Sisters in and out of love.
Meghann Dontess is a high-powered matrimonial lawyer in Seattle who prefers sex with strangers to emotional intimacy: a strategy bound to backfire sooner or later, warns her tough-talking shrink. It’s advice Meghann decides to ignore, along with the memories of her difficult childhood, neglectful mother, and younger sister. Though she managed to reunite Claire with Sam Cavenaugh (her father but not Meghann’s) when her mother abandoned both girls long ago, Meghann still feels guilty that her sister’s life doesn’t measure up, at least on her terms.
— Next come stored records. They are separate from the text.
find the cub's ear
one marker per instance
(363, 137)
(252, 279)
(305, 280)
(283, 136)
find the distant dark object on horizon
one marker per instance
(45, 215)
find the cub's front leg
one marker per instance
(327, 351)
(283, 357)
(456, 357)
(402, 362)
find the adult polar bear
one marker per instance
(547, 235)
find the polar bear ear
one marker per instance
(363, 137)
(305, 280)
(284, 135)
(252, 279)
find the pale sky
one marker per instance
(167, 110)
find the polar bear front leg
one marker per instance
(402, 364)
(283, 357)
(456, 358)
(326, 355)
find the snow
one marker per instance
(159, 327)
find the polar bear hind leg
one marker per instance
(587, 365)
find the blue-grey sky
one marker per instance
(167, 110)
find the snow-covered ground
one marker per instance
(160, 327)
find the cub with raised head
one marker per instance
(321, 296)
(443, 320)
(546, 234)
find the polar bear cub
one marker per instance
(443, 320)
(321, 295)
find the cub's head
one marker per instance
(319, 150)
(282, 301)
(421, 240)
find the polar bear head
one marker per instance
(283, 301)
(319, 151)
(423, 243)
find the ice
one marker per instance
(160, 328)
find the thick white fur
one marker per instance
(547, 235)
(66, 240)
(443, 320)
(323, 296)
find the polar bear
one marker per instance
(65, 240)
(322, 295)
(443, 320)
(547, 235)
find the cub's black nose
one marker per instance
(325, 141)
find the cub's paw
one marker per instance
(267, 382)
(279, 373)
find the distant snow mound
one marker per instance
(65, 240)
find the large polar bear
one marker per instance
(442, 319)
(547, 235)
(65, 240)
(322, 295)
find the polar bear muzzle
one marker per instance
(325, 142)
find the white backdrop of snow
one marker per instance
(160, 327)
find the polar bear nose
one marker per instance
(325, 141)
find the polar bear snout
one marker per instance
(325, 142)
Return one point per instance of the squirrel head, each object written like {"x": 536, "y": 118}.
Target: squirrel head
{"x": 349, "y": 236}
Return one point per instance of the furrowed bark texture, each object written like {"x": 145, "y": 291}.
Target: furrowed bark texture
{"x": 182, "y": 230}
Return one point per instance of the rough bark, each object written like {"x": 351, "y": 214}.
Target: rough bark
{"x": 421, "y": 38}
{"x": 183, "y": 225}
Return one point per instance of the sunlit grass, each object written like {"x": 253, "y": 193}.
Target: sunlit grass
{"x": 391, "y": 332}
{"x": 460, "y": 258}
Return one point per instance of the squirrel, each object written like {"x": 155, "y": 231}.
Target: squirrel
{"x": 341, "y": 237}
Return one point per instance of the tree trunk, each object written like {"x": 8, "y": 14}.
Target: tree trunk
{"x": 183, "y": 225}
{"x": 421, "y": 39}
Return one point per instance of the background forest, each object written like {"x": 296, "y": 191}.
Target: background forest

Never married, Claire ekes out a living running a country campground with her dad and is raising her six-year-old daughter on her own. When she falls in love for the first time with an up-and-coming country musician, Meghann is appalled: Bobby Austin is a three-time loser at marriage—how on earth can Claire be so blind? Bobby’s blunt explanation doesn’t exactly satisfy the concerned big sister, who busies herself planning Claire’s dream wedding anyway. And, to relieve the stress, she beds various guys she picks up in bars, including Dr. Joe Wyatt, a neurosurgeon turned homeless drifter after the demise of his beloved wife Diane (whom he euthanized). When Claire’s awful headache turns out to be a kind of brain tumor known among neurologists as a “terminator,” Joe rallies. Turns out that Claire had befriended his wife on her deathbed, and now in turn he must try to save her. Is it too late? Will Meghann find true love at last?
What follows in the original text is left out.